Endoscopic retrograde cholangiopancreatography (ERCP) has evolved over the past 20 years towards being a purely therapeutic procedure. Stenting has also evolved with the successive availability of plastic stents, noncovered, partially covered and fully covered self-expandable metallic stents (SEMS). One major concern when performing stenting should be to not compromise any aspect of the patient’s future outcome by implanting nonremovable stents. More and more pretherapeutic diagnostic tools, such as magnetic resonance cholangiopancreatography (MRCP) and endoscopic ultrasonography (EUS)/ fine-needle aspiration (FNA), are available to investigate the aetiology of a biliary stricture, for example. But, the definitive diagnosis still relies on pathology to demonstrate neoplasia. Even in case of diagnostic presumption, it must be kept in mind that placement of a noncovered SEMS in the biliary tree is a nonreversible treatment that has potential long-term complications in the case of incorrect diagnosis (figure 7).14
Along the same line, uncovered SEMS are the palliative treatment of choice for nonresectable hilum tumours, but they should never be implanted if nonresecability has not been confirmed. Indeed, multiple metallic stents at the hilum may render impossible extended right or left hepatectomy for curative resection of a hilar cholangiocarcinoma (figure 7).
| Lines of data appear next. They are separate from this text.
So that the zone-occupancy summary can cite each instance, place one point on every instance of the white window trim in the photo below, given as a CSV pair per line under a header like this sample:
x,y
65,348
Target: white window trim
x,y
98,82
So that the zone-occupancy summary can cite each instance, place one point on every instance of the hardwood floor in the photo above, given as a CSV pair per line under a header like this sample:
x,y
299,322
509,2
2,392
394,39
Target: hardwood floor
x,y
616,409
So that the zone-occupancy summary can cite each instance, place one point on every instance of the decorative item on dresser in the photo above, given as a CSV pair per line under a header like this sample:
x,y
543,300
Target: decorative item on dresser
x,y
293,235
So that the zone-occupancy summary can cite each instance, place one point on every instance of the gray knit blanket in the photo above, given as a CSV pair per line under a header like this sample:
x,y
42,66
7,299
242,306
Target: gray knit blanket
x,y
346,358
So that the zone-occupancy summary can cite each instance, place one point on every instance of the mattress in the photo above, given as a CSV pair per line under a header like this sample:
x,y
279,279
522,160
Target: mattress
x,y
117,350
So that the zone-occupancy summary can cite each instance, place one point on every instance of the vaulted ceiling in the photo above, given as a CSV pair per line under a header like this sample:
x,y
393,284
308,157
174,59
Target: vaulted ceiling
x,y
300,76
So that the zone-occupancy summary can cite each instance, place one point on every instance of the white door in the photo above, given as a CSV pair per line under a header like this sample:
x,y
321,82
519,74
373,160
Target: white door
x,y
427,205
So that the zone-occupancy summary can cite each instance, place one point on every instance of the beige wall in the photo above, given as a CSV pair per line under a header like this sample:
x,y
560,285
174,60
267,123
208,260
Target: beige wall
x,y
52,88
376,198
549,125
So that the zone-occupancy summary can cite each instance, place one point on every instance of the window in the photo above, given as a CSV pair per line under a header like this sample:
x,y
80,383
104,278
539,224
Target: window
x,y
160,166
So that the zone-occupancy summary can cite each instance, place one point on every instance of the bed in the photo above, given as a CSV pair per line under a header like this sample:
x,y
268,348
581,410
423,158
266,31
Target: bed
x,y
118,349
Knowledge of anatomical variants of bile duct anatomy is essential for the practice of ERCP. The classical anatomy only represents 63% of the cases.15 Most frequently, there is a bifurcation with the posterior segments implanted on the right hepatic duct. They are implanted at the hilum (trifurcation) in 10% of cases or on the left hepatic duct in 11% of the cases. In 4% of cases, the posterior segments are implanted lower on the common bile duct—below the hilum (2%) or directly on the cystic duct (2%). These situations are important to recognize in order to drain the liver adequately, to describe the anatomy for hepatobiliary surgery, and thus avoid potential complications (figure 8).15
Pre-therapeutic assessment of the biliary anatomy by MRCP helps when choosing the correct segment to catheterize and drain during the procedure.